Back to Shopping at NorthernBrewer.com

Keg vs Bottle taste differences

Hi. I brewed what I called a Dark Wheat with American 2 row, 3lbs of wheat malt, 1lb toasted wheat and some chocolate malt. Cascade hops and used American Ale yeast Wyeast 1056. Brew in a bag type all grain, 6 gallon boil for about 5 gal yield.

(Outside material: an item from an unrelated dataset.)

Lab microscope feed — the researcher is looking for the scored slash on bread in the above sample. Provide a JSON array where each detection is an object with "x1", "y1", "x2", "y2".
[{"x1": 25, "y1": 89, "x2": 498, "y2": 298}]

When it came time to bottle, I wanted to keg some in my new BM Modular keg I got from my wife for Christmas. Concerned that I would not have a CO2 regulator and tank for some time to come, I primed the beer with corn sugar and then filled the slightly more than 1gal keg with primed beer. I also put the rest in bottles the same day. Quite quickly I was seeing conditioning in the keg - when I pulled the valve release it would foam like mad and his and spray bit. The bottles were fine. Both conditioned at about 63 degrees. I noticed the keg was leaking some so I let the pressure off every couple of days and tightened the ring around it.

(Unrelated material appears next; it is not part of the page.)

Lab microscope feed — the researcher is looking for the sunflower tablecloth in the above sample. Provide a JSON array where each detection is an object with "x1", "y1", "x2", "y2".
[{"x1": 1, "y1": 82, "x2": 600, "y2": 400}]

When I got a regulator and CO2 tank quite a bit later (like a month +) I put it all in my fridge and force carbed the keg at 20psi for like 4 days. Then I turned that down to less than 6psi for serving.
So comparing a draft glass to a draft of the same beer from a bottle is a interesting experience. Both head up massive and retain form a long time. Both have very nice dark brown color. Bottled beer offers much more nose, more aroma from the glass, and in the sip has a richer mouth feel (fuller) and lingering flavors which to me are chocolaty/nutty, astringent, and wheat. The kegged beer feels thinner, seems to have little astringency, and doesn’t offer rich chocolate or nutty notes for very long.

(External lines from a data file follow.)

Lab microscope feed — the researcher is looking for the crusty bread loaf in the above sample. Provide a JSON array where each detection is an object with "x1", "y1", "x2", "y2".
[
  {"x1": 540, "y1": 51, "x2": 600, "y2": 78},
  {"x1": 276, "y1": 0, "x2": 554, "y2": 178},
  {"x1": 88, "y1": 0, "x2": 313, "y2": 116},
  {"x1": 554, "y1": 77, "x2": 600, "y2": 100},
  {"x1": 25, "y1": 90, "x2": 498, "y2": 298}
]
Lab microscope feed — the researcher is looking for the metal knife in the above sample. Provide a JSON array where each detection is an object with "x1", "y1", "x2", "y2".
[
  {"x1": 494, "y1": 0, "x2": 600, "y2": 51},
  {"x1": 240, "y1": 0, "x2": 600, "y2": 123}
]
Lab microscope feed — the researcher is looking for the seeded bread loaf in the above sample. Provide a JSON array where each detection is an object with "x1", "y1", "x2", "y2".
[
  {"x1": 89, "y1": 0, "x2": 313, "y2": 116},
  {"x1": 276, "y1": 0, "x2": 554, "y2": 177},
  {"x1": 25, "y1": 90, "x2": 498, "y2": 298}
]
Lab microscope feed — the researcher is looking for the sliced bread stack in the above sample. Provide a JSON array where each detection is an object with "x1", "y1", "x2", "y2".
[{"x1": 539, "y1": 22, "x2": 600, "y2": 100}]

Is it typical that bottled beer and kegged beer of the same batch will vary in smell/feel/and taste?
Thank you.

Sounds like a lot of carbonation for the kegged beer. The keg should have used less sugar per gallon than the bottled. Also if you already naturally conditioned the keg why did you then force carbonate. When I have naturally carbed kegs after the conditioning time I just hook up at serving pressure. Over carbonated beer will seem thin. If you can match carbonation levels I’ll bet you wouldn’t notice that much of a difference. That said you will have a little more yeast sediment in the bottle that may transfer to your glass and change some of the taste. The keg will have sediment also bug that should blow through pretty quick. That’s my take anyway.